WILMINGTON, Del. — Washington Mutual Inc. told a bankruptcy judge today that it is close to completing an agreement with the Federal Deposit Insurance Corp. that could pave the way for the bank holding company to emerge from Chapter 11 bankruptcy.
Attorneys said further changes to Washington Mutual’s proposed reorganization plan and the disclosure statement that accompanies and explains it will be filed Friday after the FDIC board signs off on the agreement.
“Just tinkering,” Washington Mutual attorney Brian Rosen said after Judge Mary Walrath postponed a hearing in Delaware to consider whether to approve the company’s disclosure statement. “We’re going to get it done.”
Walrath continued today’s ’s hearing until June 3 after attorneys for several creditor groups said they need more time to review what Washingtoin Mutual is planning.
Washington Mutual, which submitted a revised reorganization plan on Sunday, suggested that the hearing be continued only until next week.
“We are trying to get this case out of Chapter 11 as quickly as possible,” Rosen told Walrath.
The settlement agreement between Washington Mutual, the FDIC and JPMorgan Chase is the basis for the banking company’s reorganization plan. The parties had filed lawsuits against one another over roughly $4 billion in disputed deposit accounts after the FDIC seized WaMu’s flagship bank in 2008 and sold its assets to JPMorgan for $1.9 billion.
“We will not be back before the court without the executed agreement,” said Rosen, who urged quick action on the disclosure statement.

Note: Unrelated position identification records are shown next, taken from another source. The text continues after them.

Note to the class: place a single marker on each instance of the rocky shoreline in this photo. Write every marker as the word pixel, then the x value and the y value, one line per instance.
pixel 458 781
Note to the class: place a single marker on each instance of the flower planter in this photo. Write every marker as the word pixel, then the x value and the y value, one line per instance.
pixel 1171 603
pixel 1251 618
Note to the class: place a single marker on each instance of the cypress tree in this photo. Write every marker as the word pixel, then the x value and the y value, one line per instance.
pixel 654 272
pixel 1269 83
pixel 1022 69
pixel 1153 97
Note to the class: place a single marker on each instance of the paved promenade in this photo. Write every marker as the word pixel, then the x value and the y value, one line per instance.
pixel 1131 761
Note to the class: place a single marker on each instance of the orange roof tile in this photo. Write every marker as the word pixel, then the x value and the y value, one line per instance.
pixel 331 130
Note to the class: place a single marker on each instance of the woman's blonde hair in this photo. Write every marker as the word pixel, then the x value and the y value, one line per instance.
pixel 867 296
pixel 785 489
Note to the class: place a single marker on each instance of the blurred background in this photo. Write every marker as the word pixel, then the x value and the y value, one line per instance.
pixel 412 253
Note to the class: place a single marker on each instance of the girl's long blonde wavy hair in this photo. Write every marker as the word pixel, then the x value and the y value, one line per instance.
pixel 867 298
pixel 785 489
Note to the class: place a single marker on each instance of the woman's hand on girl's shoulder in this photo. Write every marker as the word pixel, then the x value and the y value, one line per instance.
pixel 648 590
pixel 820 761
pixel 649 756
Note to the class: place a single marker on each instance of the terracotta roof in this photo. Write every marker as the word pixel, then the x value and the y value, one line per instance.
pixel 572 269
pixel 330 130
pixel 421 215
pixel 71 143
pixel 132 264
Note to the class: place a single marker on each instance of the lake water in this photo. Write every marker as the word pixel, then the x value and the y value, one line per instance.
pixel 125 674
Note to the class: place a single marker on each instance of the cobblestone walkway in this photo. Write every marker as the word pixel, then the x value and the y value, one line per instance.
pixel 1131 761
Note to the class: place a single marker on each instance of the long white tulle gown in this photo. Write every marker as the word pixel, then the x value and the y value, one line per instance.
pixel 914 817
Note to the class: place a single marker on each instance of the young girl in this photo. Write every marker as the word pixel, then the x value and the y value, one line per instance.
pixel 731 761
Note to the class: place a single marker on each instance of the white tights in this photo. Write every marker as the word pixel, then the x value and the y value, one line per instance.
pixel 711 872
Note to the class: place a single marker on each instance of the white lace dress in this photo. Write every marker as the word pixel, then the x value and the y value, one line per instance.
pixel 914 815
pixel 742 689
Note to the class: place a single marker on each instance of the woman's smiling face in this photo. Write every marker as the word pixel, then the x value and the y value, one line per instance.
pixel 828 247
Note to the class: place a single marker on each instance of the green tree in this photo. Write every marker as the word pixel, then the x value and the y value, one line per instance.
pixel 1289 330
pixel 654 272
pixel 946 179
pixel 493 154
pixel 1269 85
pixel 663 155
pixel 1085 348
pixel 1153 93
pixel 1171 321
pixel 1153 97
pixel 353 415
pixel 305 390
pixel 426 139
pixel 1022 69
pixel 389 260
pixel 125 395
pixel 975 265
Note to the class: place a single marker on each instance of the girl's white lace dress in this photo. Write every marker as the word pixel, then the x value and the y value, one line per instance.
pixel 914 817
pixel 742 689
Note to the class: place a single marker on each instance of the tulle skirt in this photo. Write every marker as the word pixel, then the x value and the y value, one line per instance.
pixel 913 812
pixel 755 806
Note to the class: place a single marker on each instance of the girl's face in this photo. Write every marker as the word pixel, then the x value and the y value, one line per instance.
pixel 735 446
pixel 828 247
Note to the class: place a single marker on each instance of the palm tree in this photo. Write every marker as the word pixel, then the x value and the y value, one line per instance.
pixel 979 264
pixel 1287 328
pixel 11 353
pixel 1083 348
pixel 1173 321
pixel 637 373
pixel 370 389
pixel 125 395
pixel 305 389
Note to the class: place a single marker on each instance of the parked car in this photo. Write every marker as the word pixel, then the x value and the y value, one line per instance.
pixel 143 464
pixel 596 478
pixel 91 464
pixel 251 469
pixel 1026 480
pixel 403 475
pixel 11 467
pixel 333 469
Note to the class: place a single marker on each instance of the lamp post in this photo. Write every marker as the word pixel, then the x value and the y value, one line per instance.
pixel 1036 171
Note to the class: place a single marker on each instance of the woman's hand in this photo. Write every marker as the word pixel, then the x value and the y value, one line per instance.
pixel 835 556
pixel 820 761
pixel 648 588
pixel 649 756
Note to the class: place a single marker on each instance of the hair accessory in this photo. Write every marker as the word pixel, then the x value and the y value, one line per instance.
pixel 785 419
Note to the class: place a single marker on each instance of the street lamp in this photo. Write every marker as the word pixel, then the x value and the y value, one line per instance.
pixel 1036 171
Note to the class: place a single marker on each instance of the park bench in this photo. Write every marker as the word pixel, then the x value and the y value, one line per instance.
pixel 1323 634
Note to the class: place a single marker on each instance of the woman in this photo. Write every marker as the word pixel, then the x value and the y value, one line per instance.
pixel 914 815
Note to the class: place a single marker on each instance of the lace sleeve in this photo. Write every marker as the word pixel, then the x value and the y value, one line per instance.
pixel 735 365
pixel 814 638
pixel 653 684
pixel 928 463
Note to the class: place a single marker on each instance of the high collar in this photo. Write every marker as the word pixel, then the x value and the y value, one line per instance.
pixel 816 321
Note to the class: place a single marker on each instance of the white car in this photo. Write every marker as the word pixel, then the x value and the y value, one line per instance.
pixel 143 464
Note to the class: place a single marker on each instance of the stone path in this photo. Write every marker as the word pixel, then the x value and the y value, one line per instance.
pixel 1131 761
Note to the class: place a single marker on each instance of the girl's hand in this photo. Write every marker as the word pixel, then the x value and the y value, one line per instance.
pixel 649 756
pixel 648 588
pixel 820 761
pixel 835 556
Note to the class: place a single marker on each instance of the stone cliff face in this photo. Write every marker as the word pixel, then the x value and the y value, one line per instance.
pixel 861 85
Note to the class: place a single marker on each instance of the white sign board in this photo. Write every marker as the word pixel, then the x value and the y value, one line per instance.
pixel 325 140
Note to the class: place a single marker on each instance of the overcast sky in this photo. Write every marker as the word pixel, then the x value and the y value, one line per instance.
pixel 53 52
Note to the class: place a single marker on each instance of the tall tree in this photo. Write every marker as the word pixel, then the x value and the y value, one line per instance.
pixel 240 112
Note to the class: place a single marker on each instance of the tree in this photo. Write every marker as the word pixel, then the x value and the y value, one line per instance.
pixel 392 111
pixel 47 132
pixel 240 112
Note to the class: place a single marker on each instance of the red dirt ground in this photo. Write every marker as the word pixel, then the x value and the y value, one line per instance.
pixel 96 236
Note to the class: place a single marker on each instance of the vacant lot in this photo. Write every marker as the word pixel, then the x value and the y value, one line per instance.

Rosen argued that the changes made in Sunday’s court filing related only to nuances of the settlement agreement and objections to the disclosure statement.
“There were not significant changes to the disclosure statement,” he said.
But attorneys for noteholders and shareholders said they are still trying to figure out how Washington Mutual plans to address their claims in the settlement agreement.
“I don’t know whether we are supportive or not supportive because I don’t know what settlement is being discussed,” said Philip Anker, an attorney representing holders of senior notes issued by Washington Mutual Bank before it was seized. “We need to get some reasonable time to allow people to look at it.”
But Rosen and attorneys for WMI’s official committee of unsecured creditors urged the judge to hold the disclosure statement hearing as soon as possible. As long as WMI remains in bankruptcy, the accrual of interest on its debt is eating into the funds that otherwise would be available for recovery by creditors, Rosen said.
“We’re trying to stave off an erosion of the creditor body,” he told the judge.
Walrath said that, given the length of the disclosure statement, parties deserve time to examine the changes being proposed. She ordered WMI to submit any further revisions by Friday, with objections to those changes due by May 28. WMI will have until June 2, the day before the rescheduled disclosure statement hearing, to make any additional revisions in response to those objections.
The original settlement proposed by WMI called for JPMorgan to turn over the disputed deposits to Washington Mutual after deducting $172 million as its share of tax refunds received.
In return, JPMorgan was to get 70 percent of expected tax refunds resulting from WaMu’s prior operating losses that are valued at about $3 billion, with Washington Mutual getting 30 percent. The plan submitted on Sunday revises that split to 80-20.
WaMu also was to get about 40 percent of a second round of operating-loss tax refunds valued at about $2.6 billion, with roughly 60 percent going to the FDIC. The current plan calls for WaMu to get 68.5 percent and the FDIC to get 31.5 percent of those refunds, in return for new indemnity concessions from JPMorgan.
Under the current plan, bank bondholders also would be eligible to receive up 5.5 percent of WMI’s share of the second round of tax refunds, with a cap of $150 million.
Shareholders would still receive nothing under the plan.